DNT placeholders & termbase

  • Pre-translation: source cue text is passed through DNT placeholder application (__DNT_TERM_n__).
  • Post-translation: placeholders are restored back into the translated text.
  • Pair-retry (in-batch) always uses placeholder-applied source strings.

Batching & retries

The translator has two layers of resilience for empty or invalid translations:

  1. Shape-lock (first line): Catches invalid JSON, shape mismatches, and empty translations. Splits batches and retries with backoff.
  2. In-batch pair-retry (fallback): If shape-lock exhausts its budget and an item is still empty, pairs it with the next cue for one more attempt.

Iterative shape-lock with exponential backoff

When JSON parsing or shape validation fails, the system uses a bounded, iterative approach instead of recursion:

  • Maximum depth: 3 split levels per segment
  • Retry budget: 2 retries per single-item segment (retry 0 and retry 1)
  • Exponential backoff: 250ms → 500ms
  • Circuit breaker: Stops after 8 consecutive failures per file/lang

Backoff progression: - Retry 0: 250ms base delay - Retry 1: 500ms (2× base) - Retry 2+: Not allowed (segment marked as empty)

Each new segment gets a fresh retry budget, so backoff doesn't compound across the entire file.

In-batch pair-retry

When cue i is empty after shape-lock and i+1 exists in the same batch, make one retry with the pair (i, i+1). If the first returned item is non-empty, fill i. Else: - STRICT: raise - BOUNDED/DEV: leave empty (evaluator flags it)


Writer behavior

render_srt(subs: Sequence[Subtitle]) emits every cue (text is already in each Subtitle object): --> An empty line for the text is intentional and correct. It preserves structure, and the evaluator can then flag Missing translation cleanly.


Logging lexicon

  • INFO Processing <n> subtitles for <filename>
  • INFO Batch <k>/<K>: processing <n> subtitles (file=<filename> ids=[...])
  • DEBUG Empty target at idx=<id>; attempting pair retry with next cue.
  • DEBUG Pair retry filled idx=<id> successfully.
  • DEBUG Pair retry failed for idx=<id>: <err>
  • WARNING Empty translation for subtitle idx=<id>; leaving empty for evaluator.

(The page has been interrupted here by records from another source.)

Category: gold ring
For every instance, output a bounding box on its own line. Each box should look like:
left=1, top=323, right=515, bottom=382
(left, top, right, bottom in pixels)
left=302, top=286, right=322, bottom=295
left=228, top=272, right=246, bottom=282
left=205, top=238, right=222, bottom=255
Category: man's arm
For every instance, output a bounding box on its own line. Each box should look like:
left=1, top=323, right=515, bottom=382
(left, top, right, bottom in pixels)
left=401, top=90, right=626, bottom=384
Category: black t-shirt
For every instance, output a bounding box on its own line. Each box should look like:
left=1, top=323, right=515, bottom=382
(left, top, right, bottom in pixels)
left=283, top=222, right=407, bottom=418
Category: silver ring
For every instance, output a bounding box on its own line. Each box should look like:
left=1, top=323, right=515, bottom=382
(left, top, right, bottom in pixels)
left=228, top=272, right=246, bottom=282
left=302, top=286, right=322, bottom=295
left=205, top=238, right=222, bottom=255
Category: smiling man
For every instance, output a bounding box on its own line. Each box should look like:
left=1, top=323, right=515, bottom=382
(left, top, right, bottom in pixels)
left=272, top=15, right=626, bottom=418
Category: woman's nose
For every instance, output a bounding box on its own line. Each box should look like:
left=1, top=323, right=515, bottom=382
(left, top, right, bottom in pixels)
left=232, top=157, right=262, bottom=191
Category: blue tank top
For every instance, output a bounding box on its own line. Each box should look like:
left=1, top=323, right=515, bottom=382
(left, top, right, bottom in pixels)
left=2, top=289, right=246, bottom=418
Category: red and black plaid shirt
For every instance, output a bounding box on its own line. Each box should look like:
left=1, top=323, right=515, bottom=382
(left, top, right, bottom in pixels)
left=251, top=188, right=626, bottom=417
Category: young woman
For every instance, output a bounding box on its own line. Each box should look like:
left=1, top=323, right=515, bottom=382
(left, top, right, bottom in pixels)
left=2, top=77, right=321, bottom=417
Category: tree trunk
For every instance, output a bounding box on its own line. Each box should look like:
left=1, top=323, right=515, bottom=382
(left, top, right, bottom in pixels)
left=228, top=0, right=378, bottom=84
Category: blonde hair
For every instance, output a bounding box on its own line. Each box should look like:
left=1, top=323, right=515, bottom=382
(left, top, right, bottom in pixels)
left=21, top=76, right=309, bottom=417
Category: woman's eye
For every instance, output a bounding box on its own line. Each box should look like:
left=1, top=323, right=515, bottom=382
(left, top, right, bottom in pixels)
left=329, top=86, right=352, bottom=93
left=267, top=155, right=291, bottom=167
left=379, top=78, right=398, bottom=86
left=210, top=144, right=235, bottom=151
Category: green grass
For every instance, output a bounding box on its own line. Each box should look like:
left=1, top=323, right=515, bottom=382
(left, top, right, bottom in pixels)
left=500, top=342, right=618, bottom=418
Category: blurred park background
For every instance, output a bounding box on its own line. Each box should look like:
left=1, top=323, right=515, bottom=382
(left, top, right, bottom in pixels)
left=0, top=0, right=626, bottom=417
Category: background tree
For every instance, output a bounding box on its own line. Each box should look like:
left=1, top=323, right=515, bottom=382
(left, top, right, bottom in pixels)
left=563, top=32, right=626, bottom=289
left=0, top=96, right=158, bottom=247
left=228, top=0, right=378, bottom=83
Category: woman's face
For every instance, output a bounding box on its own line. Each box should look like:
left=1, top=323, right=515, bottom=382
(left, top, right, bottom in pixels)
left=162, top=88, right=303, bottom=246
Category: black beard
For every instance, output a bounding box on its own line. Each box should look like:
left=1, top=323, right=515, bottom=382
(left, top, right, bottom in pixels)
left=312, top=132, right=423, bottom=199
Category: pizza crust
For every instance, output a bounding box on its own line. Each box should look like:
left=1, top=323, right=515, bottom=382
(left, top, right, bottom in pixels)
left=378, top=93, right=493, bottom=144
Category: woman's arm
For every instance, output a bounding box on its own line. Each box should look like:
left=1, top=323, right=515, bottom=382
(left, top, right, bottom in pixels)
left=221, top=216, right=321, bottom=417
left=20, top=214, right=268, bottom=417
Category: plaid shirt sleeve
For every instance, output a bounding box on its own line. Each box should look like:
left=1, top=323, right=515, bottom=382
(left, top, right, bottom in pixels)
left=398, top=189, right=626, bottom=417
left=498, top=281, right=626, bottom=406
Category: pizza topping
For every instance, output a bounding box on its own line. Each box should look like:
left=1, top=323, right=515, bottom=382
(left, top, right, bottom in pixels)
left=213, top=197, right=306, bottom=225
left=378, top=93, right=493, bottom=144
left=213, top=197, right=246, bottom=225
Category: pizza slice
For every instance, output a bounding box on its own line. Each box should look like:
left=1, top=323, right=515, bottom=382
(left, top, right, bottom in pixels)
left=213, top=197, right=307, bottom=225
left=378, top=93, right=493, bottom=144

Shape-lock and backoff logs: - INFO Shape-lock failure (size=<n> depth=<d> retries=<r>): <error> - WARNING Giving up on cue id=<id> after <n> retries; leaving empty. - ERROR Circuit breaker hit after <n> consecutive failures; emitting empties for remaining segments. - ERROR Shape-lock guard tripped; emitting empties for remaining <n> item(s).

These lines are intentionally specific so you can search logs and quickly spot which resilience path fired.


Troubleshooting checklist

  • Missing translations spike?
  • Check for shape-lock failures: look for Shape-lock failure or Giving up on cue logs.
  • Check for in-batch retry failures: look for Pair retry failed logs.
  • Cue count mismatch?
  • Should never happen. If it does, fail fast—do not attempt to invent or drop cues.